Dalam surah at-Taubah ayat 90, Allah menyebut golongan fakir dan golongan miskin sendiri-sendiri. Ini mengindikasikan bahwa antara fakir dan miskin memiliki perbedaan. Untuk tingkatannya sendiri, para ulama ternyata berbeda-beda, ada yang menyebut bahwa fakir lebih kesusahan daripada miskin ataupun sebaliknya miskin lebih kesusahan daripada fakir. Namun pendapat yang lebih kuat menyebut bahwa orang fakir lebih kesusahan daripada orang miskin.

Al-Hafizh Ibnu Hajar berkata, “Orang fakir lebih kesusahan daripada orang miskin. Orang miskin adalah orang yang punya harta/penghasilan, namun tidak mencukupinya, sedangkan orang fakir tidak punya harta/penghasilan sama sekali. Ini adalah pendapat asy-Syafi’i serta jumhur ahli hadits dan ahli fiqih.” Ini pula pendapat Ibnu Hazm azh-Zhahiri.

Dijelaskan lagi oleh Ibu Katsir dalam kitab fikih bahwa orang yang fakir adalah orang yang sakit menahun sehingga menyebabkan dirinya tidak bekerja dan tidak mempunyai penghasilan.

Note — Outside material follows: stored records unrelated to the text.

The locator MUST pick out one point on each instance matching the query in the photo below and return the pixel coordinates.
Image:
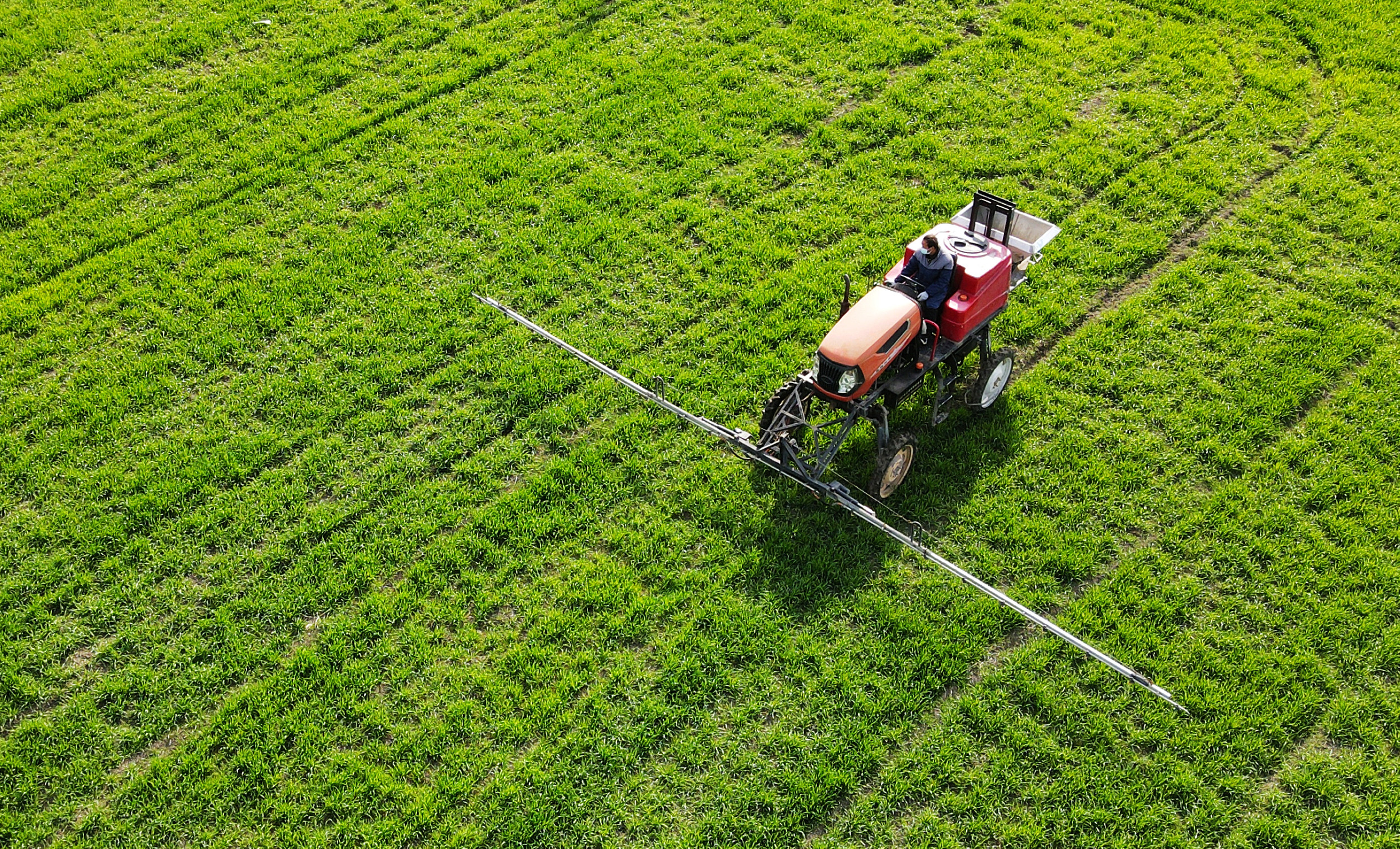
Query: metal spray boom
(839, 495)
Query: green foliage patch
(301, 547)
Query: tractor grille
(828, 373)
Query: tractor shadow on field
(813, 552)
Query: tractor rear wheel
(891, 467)
(786, 411)
(992, 380)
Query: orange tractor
(872, 359)
(884, 348)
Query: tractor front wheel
(992, 380)
(891, 467)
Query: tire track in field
(156, 130)
(1025, 633)
(1178, 251)
(135, 764)
(587, 696)
(269, 177)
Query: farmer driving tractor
(930, 271)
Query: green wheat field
(303, 547)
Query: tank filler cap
(968, 246)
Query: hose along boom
(838, 493)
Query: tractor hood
(872, 334)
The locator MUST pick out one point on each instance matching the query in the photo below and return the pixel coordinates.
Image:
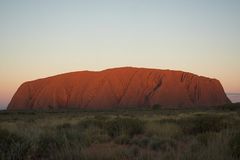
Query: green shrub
(235, 145)
(161, 144)
(201, 124)
(122, 139)
(140, 141)
(156, 106)
(90, 122)
(124, 126)
(47, 145)
(13, 146)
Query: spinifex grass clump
(124, 126)
(128, 134)
(13, 146)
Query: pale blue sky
(40, 38)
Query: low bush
(202, 124)
(13, 146)
(156, 143)
(235, 145)
(124, 126)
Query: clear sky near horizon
(40, 38)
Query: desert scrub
(13, 146)
(235, 145)
(163, 129)
(201, 124)
(124, 126)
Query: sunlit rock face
(120, 88)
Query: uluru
(120, 88)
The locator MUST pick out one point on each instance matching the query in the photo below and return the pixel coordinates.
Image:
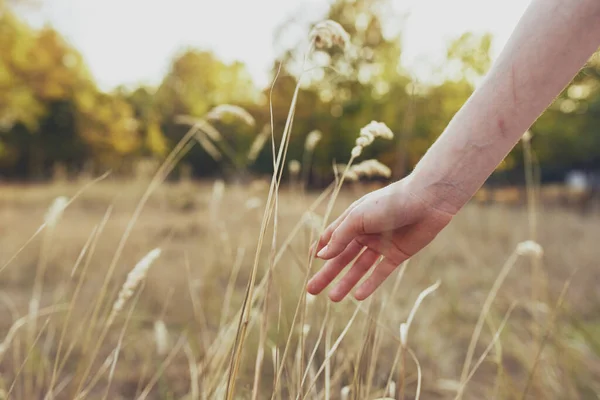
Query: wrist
(436, 191)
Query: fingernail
(322, 252)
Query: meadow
(173, 338)
(153, 288)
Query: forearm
(551, 42)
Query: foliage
(52, 112)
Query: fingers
(379, 274)
(348, 230)
(364, 262)
(326, 235)
(332, 268)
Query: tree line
(52, 113)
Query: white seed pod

Dari sini, bisa ditarik kesimpulan bahwa orang yang fakir adalah orang yang tidak mempunyai pekerjaan karena sakit sehingga tidak bisa memenuhi kebutuhannya dan keluarganya.

Dalil-dalil yang ada menunjukkan secara jelas hakikat fakir dan miskin, serta perbedaan keduanya. Jadi, jika digandengkan maka keduanya berbeda dengan perbedaan yang disebutkan di atas. Namun, perlu diketahui bahwa jika disebutkan kata fakir secara tersendiri, maknanya meliputi miskin. Demikian pula jika kata miskin disebutkan secara tersendiri, maknanya meliputi fakir.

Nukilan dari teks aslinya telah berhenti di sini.